It scrambles a readable message into secret code. Only someone with the right key can turn it back.

Here is how it works. You start with plaintext (your readable message). Encryption scrambles it into ciphertext (the secret code). Decryption uses the key to turn it back into plaintext. The key is kept secret and safe.

Why does it matter? Without encryption, bad actors could snoop on your messages, steal your passwords, read your private emails, intercept data on unsafe Wi-Fi, or use your info for identity theft.

You already rely on it: HTTPS encrypts websites, and you can encrypt your devices, use trusted apps, and lock your screens to stay safe.
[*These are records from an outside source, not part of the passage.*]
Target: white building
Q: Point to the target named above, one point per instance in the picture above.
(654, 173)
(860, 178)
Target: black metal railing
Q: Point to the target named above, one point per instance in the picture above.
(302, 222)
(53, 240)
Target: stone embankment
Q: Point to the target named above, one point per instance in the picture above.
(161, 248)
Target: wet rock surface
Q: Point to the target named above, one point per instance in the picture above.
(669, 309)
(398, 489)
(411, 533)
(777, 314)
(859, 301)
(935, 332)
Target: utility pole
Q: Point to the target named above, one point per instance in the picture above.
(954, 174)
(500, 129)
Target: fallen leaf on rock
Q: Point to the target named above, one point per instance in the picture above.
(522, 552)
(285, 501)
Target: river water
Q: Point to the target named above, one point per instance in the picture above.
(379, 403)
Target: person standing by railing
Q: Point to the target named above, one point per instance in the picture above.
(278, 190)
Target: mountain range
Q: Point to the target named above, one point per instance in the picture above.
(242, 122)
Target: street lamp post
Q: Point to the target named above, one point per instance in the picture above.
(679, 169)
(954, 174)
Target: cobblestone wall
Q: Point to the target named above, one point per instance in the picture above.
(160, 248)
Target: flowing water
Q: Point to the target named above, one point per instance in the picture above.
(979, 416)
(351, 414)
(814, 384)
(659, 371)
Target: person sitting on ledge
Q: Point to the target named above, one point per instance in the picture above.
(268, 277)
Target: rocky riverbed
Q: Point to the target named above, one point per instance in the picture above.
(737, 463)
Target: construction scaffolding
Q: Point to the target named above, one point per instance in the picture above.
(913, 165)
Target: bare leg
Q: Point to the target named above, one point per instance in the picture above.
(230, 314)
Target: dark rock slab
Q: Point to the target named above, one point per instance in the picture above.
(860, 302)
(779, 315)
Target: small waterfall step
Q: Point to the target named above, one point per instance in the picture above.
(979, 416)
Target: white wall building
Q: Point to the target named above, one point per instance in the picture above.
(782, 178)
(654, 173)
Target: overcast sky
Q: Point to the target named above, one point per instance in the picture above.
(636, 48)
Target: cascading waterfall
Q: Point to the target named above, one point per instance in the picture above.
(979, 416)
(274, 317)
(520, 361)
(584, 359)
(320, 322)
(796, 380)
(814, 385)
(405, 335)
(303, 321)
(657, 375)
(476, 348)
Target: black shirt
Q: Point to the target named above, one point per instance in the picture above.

Remember: encryption hides data from snoops, a key unlocks the message, HTTPS uses it, and it is for safety, not magic.

What to remember

  • Encryption scrambles data so only the right key can read it.
  • A key locks and unlocks the message.
  • HTTPS uses encryption to protect web traffic.
  • It keeps your info safe from snoops.

Words to know

Encryption
Scrambling data into secret code.
Plaintext
The readable message before encryption.
Ciphertext
The scrambled, unreadable version.
Key
The secret that locks and unlocks the data.

For grown-ups

Encryption transforms plaintext into ciphertext using a key, so only holders of the right key can recover it. It protects data in transit (HTTPS/TLS) and at rest (disk and device encryption). It is foundational to privacy and security, but only as strong as the surrounding key management and practices.